A 74-year-old woman had seizure and postictal right-sided weakness. She had a history of hypertension and a remote (>30 years) stroke with complete recovery. Family members reported cognitive changes during the preceding months including aggression, which was unusual for her calm personality. She was disoriented and refused to follow commands. Activities of daily living were severely impaired. Magnetic resonance imaging showed subcortical and cortical edema in the left frontal lobe on T2–fluid-attenuated inversion recovery images and gadolinium enhancement of the covering leptomeninges (Figure 1A and B). Gradient-echo magnetic resonance imaging showed foci of microbleedings limited to the area of edema, sparing the rest of the brain (Figure 1C).
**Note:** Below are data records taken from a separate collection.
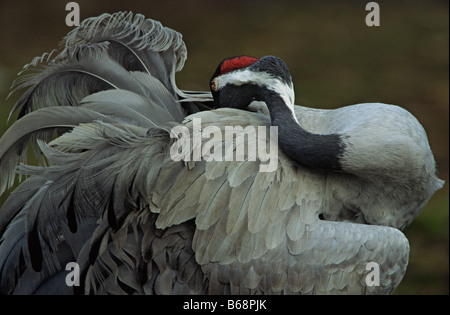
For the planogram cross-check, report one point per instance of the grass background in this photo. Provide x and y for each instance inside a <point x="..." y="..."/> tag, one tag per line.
<point x="334" y="58"/>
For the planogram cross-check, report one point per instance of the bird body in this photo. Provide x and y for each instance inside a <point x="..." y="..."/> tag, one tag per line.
<point x="112" y="199"/>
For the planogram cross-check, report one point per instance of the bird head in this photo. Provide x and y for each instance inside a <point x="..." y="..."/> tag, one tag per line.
<point x="238" y="81"/>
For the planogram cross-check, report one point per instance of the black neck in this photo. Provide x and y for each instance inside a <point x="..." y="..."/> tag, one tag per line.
<point x="312" y="150"/>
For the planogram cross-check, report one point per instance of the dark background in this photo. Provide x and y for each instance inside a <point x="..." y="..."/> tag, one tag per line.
<point x="334" y="58"/>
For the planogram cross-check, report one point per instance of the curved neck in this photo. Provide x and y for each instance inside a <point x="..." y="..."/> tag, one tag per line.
<point x="312" y="150"/>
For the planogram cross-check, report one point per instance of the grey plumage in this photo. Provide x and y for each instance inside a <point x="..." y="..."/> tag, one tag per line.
<point x="109" y="197"/>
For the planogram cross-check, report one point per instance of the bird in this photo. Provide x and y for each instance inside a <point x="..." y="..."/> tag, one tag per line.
<point x="111" y="195"/>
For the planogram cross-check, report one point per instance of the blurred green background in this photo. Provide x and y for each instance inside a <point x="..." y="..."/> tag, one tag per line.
<point x="334" y="58"/>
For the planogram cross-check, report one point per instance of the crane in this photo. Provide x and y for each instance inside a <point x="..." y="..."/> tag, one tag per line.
<point x="111" y="197"/>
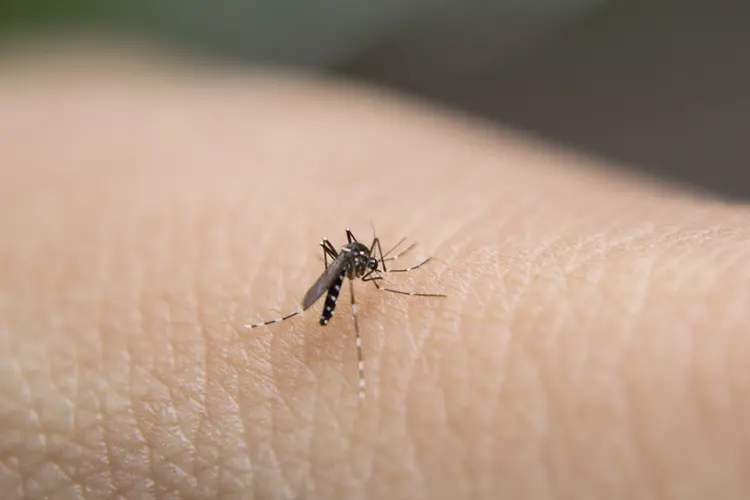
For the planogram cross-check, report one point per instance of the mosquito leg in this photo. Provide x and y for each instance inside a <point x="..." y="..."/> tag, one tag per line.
<point x="410" y="268"/>
<point x="402" y="292"/>
<point x="358" y="341"/>
<point x="413" y="294"/>
<point x="328" y="251"/>
<point x="400" y="254"/>
<point x="279" y="320"/>
<point x="350" y="237"/>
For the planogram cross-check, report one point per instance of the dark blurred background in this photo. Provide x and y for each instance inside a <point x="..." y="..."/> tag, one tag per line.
<point x="662" y="86"/>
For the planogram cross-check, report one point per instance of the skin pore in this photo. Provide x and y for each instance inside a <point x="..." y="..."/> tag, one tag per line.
<point x="593" y="344"/>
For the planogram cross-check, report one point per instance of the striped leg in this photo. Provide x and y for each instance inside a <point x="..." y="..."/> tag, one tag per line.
<point x="358" y="340"/>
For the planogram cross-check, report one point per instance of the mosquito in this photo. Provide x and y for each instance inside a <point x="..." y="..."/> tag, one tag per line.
<point x="355" y="260"/>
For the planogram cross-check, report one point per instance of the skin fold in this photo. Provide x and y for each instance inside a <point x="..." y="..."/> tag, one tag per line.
<point x="593" y="344"/>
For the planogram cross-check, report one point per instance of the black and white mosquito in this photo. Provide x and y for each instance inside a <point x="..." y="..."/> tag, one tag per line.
<point x="354" y="260"/>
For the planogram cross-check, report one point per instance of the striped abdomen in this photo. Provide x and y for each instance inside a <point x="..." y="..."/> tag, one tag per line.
<point x="333" y="295"/>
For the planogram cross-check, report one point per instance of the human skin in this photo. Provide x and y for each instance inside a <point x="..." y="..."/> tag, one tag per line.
<point x="593" y="342"/>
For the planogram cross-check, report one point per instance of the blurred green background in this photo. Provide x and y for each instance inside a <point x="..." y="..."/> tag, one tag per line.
<point x="663" y="86"/>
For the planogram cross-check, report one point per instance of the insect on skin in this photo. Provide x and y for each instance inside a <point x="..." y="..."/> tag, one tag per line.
<point x="354" y="261"/>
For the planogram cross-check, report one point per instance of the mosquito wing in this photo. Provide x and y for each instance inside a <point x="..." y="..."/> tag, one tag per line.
<point x="324" y="282"/>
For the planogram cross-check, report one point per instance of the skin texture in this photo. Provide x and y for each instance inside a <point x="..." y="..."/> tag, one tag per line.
<point x="594" y="342"/>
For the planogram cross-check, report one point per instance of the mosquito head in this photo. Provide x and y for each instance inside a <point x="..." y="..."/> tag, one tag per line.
<point x="361" y="260"/>
<point x="373" y="263"/>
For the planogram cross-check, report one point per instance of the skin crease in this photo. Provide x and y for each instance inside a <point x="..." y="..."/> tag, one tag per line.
<point x="593" y="343"/>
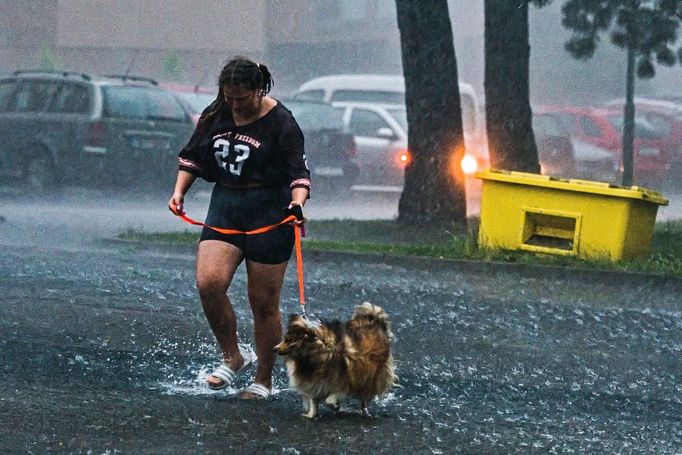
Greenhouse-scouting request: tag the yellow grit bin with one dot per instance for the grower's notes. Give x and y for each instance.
(543, 214)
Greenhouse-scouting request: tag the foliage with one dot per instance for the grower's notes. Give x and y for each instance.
(450, 241)
(48, 60)
(649, 27)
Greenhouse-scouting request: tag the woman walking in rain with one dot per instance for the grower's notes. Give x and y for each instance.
(252, 147)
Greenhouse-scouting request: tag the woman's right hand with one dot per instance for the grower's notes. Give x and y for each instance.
(176, 202)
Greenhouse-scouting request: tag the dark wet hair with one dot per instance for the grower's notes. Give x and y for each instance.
(240, 70)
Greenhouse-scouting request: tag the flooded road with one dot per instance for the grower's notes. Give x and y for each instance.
(103, 349)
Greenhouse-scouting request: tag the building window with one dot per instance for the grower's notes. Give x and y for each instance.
(353, 10)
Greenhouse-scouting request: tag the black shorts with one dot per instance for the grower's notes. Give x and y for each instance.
(246, 209)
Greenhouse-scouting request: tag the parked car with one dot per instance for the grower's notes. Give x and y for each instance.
(195, 97)
(382, 89)
(330, 149)
(68, 127)
(592, 162)
(666, 117)
(381, 135)
(555, 149)
(603, 128)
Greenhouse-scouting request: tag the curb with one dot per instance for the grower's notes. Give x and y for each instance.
(552, 272)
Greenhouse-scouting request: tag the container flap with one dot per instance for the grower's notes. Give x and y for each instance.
(584, 186)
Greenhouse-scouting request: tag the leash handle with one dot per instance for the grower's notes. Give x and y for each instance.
(298, 231)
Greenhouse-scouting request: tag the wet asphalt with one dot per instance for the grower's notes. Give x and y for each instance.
(103, 349)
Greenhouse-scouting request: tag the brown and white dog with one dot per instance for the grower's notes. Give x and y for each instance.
(332, 360)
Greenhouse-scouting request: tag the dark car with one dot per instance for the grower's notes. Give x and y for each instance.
(329, 147)
(59, 128)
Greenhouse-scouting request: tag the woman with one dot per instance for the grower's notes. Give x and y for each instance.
(251, 146)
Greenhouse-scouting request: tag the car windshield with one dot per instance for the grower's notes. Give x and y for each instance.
(315, 116)
(643, 129)
(400, 115)
(196, 101)
(547, 125)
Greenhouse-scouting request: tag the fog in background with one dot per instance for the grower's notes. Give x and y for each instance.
(188, 41)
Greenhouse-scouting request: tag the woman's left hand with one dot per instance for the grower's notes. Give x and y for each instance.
(296, 209)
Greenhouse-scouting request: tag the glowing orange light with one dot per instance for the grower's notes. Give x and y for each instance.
(469, 164)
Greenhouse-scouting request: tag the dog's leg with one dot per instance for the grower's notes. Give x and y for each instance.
(364, 405)
(333, 402)
(313, 404)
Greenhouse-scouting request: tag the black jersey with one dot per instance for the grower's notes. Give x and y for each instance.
(268, 151)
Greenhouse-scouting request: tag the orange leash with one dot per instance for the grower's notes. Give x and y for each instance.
(297, 245)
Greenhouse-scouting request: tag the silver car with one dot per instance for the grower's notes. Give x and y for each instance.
(381, 138)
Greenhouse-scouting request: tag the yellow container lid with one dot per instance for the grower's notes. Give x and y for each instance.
(583, 186)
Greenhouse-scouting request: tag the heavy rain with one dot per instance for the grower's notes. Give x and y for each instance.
(104, 347)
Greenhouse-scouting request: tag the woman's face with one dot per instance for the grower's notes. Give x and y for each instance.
(241, 100)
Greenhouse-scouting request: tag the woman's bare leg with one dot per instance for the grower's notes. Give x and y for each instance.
(265, 285)
(217, 262)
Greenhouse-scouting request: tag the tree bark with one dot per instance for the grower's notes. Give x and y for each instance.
(511, 142)
(434, 181)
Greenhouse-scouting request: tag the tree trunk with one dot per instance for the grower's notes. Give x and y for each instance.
(511, 142)
(629, 120)
(434, 181)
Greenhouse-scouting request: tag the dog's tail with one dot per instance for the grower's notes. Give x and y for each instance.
(374, 313)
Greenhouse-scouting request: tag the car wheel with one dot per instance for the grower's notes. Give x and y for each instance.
(40, 174)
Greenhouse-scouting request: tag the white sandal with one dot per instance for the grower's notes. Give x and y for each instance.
(227, 374)
(257, 390)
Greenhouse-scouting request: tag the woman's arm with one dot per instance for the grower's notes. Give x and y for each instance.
(182, 184)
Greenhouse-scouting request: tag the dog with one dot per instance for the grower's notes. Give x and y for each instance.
(329, 361)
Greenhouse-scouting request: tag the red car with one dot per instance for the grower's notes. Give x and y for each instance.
(667, 118)
(603, 128)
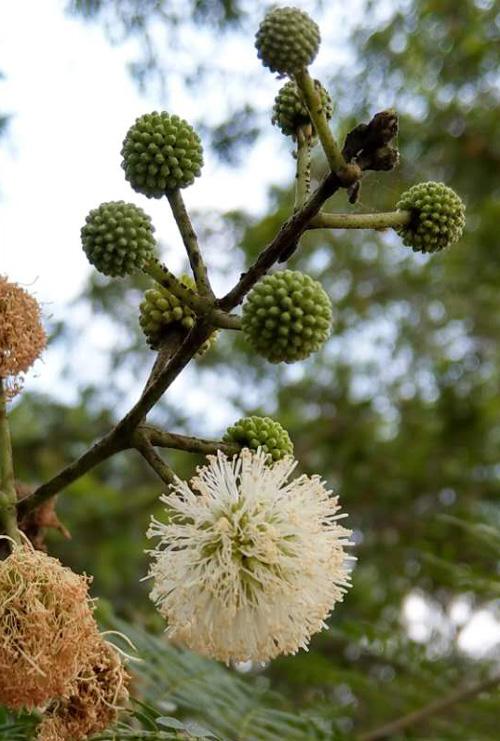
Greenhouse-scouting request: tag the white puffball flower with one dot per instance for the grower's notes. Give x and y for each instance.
(251, 565)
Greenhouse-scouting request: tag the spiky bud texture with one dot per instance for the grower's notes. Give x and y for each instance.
(22, 336)
(118, 238)
(290, 111)
(161, 153)
(438, 217)
(46, 623)
(287, 316)
(261, 432)
(161, 311)
(287, 40)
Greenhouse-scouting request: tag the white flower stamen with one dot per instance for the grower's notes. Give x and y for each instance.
(251, 566)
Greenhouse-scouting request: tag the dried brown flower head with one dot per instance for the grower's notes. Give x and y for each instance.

Extensive inflammatory investigations including erythrocyte sedimentation rate, antinuclear antibody, and antineutrophil cytoplasmic antibodies yielded negative findings. A biopsy specimen of the affected brain and adjacent leptomeninges (Figure 2) showed mural and perivascular infiltration by lymphocytes, eosinophils, epithelioid macrophages, and multinucleated giant cells associated with nuclear dust and fibrinoid necrosis consistent with primary cerebral angiitis. Congo-red staining demonstrated deposition of amyloid in the vessel walls. Immunostaining with β-amyloid antibody confirmed the β-amyloid nature of deposits in inflamed leptomeningeal and cortical vessels and the presence of numerous cortical amyloid plaques. She received intravenous corticosteroid therapy followed by a combination of oral prednisone and intermittent intravenous cyclophosphamide. Seizure and aggressive behavior were treated with phenytoin and quetiapine, respectively. At 1 month, she had marked radiological improvement (Figure 1D and E). At 6 months, she was calm, oriented, and able to follow commands, read, write, and perform simple activities of daily livings. Relapse following discontinuation of prednisone therapy at 6 months required its reinstatement.